RODRIGO CONSTANTINO

O Brasil terminou o primeiro trimestre de 2021 com quase 15 milhões de desempregados, enquanto o nível de pobreza atingiu praticamente 30% do total da população, ante os 25% no mesmo período do ano anterior. Além disso, o fardo inflacionário tem aumentado, e as previsões apontam para mais de 7% no fechamento acumulado do ano, medido pelo Índice de Preços ao Consumidor (IPCA). No mais, a volatilidade dos mercados financeiros aumentou, e o Ibovespa, que atingiu 130 mil pontos em junho, perdeu cerca de 10 mil pontos desde então. O que está por trás disso?

Quanto aos indicadores macroeconômicos, é impossível fazer qualquer análise sem levar em conta a pandemia. Não só o vírus chinês em si, mas a reação que muitos países adotaram por conta dele. Se esta pandemia não foi sem precedentes, a decisão de fechar tudo foi. No Brasil, ela ficou a cargo de prefeitos e governadores, com o aval supremo. Muitos repetiam que o foco deveria ser a saúde, e que a economia ficaria para depois. O “depois” chegou.

As restrições ao funcionamento da economia impuseram um custo muito elevado, que explica o aumento da pobreza. Ele teria sido ainda pior não fossem os programas de auxílio emergencial do governo federal. Os mesmos que apoiaram o fechamento e repetiram que a economia poderia ficar para depois exploram politicamente os dados negativos contra o presidente Jair Bolsonaro, demonstrando puro oportunismo demagógico.

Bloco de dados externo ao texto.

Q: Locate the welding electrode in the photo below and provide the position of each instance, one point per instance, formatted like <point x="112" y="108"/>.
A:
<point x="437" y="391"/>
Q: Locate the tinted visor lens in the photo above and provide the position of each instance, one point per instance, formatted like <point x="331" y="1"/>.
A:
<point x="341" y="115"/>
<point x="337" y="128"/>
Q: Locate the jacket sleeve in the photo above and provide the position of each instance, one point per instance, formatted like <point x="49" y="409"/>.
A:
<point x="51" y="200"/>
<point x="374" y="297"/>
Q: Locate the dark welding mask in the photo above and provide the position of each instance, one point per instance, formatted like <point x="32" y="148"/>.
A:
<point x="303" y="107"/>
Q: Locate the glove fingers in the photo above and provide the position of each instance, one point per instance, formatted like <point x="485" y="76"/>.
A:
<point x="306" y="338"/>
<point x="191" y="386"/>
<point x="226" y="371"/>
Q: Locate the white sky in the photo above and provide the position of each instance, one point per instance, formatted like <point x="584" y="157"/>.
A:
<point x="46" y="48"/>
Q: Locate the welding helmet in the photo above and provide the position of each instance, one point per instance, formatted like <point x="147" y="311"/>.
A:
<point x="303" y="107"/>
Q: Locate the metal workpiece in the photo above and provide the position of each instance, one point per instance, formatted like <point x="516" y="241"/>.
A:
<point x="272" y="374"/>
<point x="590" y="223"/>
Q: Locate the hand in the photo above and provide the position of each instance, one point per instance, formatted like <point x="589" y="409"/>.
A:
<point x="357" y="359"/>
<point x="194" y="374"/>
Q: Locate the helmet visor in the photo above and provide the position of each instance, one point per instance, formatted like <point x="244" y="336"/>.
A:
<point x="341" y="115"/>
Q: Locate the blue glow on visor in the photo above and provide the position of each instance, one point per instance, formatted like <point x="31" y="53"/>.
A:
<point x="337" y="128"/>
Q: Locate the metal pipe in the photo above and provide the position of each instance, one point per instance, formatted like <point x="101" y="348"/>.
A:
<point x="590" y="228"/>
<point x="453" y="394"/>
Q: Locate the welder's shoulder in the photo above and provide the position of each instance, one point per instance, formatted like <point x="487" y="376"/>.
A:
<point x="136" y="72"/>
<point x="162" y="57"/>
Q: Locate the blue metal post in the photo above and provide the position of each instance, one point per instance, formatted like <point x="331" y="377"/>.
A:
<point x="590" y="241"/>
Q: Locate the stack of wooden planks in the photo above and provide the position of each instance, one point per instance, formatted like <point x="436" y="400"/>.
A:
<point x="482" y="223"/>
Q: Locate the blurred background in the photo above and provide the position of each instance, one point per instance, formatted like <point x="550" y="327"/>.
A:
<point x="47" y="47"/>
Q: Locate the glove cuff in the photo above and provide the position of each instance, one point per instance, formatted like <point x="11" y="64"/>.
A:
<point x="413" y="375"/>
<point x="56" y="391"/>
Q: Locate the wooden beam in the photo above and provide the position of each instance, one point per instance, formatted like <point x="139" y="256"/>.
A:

O fato é que o PIB brasileiro caiu menos do que as estimativas do ano passado, que chegavam a apontar até 10% de declínio, e neste ano deve acontecer uma recuperação razoável, com crescimento da ordem de 5%. Em comparação com nossos vizinhos, o Brasil não fica entre os piores, cabendo o posto aos argentinos, com folga. A situação de miséria se agravou tanto no país governado pela esquerda lulista que o escambo voltou a ser praticado. Famílias se desfazem do que tiverem em casa para trocar principalmente por alimentos ou produtos de limpeza e higiene pessoal.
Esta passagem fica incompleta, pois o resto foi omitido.